About a week after Phil’s death, my wife Deena and I went to see Annette and she said to me, “Hold out your hand.” I extended my right hand and she took a ring from a box put it on my ring finger, asking, “Does this fit?” It is a ring she gave Phil for his birthday shortly before he died and yes, it did fit -- and I now wear it proudly every day. It has two outer rings that spin around six sets of gears resembling the pulleys of a bike derailleur. I spin the rings every day and think about riding with Phil and how much I wish I could do it again.
Phil's influence on everyone who knew him is undeniable and without his presence in our lives we would be a very different people than we are today. I speak for myself and all of those who knew him when I say, “We miss you, brother.”
Thank you, your honor.
Impact Statement
by Annette Richards,
Beaumont, Calif.
Good morning, your honor. On December 29, 2013, Mr. Johnson made a very poor decision that forever changed life for my husband Phillip, me, our family as well as our friends -- and not to mention his own. I am here to let you know how this situation has had an impact on my life. I am struggling and faced with how this has affected my life in every single way possible. I am completely heartbroken by the loss I have been challenged with. My husband and I were married for 15 wonderful years and were still incredibly in love with each other.

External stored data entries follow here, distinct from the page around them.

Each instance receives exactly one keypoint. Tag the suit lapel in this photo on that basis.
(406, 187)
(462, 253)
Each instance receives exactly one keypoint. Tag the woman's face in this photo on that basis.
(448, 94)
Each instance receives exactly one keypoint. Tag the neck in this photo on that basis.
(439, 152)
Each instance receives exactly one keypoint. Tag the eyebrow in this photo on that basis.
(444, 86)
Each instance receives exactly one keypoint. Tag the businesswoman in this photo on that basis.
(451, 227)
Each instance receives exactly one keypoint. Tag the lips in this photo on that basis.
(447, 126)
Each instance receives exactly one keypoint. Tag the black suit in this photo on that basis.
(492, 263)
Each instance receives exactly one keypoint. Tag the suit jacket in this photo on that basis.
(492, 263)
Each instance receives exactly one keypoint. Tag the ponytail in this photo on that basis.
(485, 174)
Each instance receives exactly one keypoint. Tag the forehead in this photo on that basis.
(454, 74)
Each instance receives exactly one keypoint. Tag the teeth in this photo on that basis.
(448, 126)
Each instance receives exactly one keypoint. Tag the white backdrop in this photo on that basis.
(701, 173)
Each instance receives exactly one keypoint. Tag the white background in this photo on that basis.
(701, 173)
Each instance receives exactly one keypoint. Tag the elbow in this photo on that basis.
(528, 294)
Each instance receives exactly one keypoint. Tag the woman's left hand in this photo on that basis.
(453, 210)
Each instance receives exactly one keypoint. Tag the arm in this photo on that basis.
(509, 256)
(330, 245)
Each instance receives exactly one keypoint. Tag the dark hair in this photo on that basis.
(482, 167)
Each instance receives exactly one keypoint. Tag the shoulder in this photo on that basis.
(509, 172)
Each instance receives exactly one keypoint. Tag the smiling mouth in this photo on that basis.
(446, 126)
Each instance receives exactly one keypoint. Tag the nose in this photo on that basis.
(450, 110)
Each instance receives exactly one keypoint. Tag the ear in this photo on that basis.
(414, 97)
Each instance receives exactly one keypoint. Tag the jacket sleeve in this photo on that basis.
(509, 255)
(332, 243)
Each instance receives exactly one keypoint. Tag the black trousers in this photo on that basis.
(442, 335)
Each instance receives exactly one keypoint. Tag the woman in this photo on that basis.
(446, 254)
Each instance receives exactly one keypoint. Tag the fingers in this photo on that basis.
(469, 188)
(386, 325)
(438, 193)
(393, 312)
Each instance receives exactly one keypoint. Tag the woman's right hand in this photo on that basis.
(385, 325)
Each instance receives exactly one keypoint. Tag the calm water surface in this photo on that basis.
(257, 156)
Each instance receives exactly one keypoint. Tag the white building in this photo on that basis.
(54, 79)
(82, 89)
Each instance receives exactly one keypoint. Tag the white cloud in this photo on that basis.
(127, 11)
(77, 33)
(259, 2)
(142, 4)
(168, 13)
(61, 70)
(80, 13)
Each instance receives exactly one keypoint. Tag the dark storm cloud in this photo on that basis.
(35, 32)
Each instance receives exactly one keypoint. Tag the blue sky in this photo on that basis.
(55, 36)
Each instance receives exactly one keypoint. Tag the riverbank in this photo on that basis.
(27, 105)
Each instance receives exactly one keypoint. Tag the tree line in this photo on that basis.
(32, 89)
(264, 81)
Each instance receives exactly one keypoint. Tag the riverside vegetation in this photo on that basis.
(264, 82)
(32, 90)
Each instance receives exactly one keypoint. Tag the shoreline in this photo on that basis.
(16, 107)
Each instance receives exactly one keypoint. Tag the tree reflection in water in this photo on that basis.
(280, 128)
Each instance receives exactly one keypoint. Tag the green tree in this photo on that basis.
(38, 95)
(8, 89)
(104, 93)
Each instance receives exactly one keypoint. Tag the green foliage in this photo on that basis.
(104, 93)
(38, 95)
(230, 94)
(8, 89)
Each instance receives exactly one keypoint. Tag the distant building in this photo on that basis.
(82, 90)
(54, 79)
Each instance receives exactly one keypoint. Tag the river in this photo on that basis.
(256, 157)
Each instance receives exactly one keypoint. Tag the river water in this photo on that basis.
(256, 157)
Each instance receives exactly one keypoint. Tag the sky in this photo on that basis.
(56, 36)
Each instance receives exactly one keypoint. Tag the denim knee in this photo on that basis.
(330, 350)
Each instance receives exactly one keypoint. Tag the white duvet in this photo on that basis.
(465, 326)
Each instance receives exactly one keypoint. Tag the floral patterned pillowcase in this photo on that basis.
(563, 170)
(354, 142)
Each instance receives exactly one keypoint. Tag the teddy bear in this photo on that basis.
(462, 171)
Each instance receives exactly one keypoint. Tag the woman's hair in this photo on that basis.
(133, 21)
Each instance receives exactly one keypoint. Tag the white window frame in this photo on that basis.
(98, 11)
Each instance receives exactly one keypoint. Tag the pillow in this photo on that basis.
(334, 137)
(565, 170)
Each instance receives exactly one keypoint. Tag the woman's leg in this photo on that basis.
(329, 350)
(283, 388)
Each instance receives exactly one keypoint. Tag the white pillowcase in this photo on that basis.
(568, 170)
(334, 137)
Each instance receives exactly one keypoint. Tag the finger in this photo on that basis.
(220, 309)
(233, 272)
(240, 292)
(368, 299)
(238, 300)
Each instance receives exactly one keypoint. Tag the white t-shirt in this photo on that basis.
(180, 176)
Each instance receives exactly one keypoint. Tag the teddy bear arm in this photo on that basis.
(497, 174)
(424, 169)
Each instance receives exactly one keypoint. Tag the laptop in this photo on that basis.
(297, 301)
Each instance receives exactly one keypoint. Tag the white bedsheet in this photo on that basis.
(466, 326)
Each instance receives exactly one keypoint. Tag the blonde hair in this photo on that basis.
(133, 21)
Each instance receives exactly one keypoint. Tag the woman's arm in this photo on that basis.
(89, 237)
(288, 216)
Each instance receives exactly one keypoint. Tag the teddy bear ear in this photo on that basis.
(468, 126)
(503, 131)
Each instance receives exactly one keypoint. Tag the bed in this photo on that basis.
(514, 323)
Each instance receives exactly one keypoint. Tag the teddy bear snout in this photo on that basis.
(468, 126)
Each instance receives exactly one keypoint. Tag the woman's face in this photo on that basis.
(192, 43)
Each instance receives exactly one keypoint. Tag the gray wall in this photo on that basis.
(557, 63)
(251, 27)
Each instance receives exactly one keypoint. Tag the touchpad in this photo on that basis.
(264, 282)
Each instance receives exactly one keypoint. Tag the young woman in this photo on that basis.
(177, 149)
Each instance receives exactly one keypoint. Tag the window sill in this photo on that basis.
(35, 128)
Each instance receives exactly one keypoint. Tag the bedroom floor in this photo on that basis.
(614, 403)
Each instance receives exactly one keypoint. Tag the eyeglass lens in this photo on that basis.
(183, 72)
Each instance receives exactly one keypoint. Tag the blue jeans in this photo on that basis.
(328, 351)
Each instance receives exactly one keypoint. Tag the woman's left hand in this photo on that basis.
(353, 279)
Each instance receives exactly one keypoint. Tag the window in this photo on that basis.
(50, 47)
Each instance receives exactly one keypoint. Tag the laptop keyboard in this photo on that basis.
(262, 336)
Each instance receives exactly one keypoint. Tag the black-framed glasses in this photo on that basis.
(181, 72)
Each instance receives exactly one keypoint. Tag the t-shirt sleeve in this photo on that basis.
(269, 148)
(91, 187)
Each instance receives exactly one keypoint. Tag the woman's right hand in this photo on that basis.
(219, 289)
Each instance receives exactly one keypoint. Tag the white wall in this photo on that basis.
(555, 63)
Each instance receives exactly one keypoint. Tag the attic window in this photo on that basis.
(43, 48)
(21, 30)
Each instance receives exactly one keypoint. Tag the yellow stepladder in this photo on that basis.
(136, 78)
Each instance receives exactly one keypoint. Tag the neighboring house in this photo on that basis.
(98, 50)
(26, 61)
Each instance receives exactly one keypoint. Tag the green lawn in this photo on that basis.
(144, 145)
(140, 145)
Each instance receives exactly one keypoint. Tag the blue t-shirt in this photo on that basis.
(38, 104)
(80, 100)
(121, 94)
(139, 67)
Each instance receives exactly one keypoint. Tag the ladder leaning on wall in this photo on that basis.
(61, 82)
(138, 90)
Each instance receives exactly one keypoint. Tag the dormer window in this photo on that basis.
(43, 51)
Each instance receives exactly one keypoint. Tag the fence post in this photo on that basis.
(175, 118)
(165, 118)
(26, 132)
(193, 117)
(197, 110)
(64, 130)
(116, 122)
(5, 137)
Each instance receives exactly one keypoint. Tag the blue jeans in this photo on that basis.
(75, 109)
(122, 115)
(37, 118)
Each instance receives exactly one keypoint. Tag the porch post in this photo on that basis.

I am faced with trying to figure life without Phillip. He was my best friend. Phillip had just retired in 2012 and our relationship was getting stronger than it ever was. We were making plans for the future to travel and enjoy life together; now that has all been crushed and I am forced to completely rearrange my whole entire life as a middle-aged woman. Our family is suffering an incredible loss with Phillip no longer here. I will no longer get to wake up in the morning and have my husband kiss me on the lips and tell me how much he loved me and beautiful I am to him.
Instead of a normal peaceful afternoon of coming home and spending time with my husband, on December 29, 2013, I received a phone call from an officer telling me to rush to the hospital; then on January 11, 2014 -- 13 painful days later -- my husband was gone forever. Ultimately, your honor, our lives have been forever changed with the tragic loss of Phillip and no words can truly express all of the feelings and emotions felt by all of us. I truly hope to get a sense of release and some closure from the time that will be served. It will not ever relieve the sadness and heartbreak felt by so many.
Thank you for letting me have a moment to speak to you.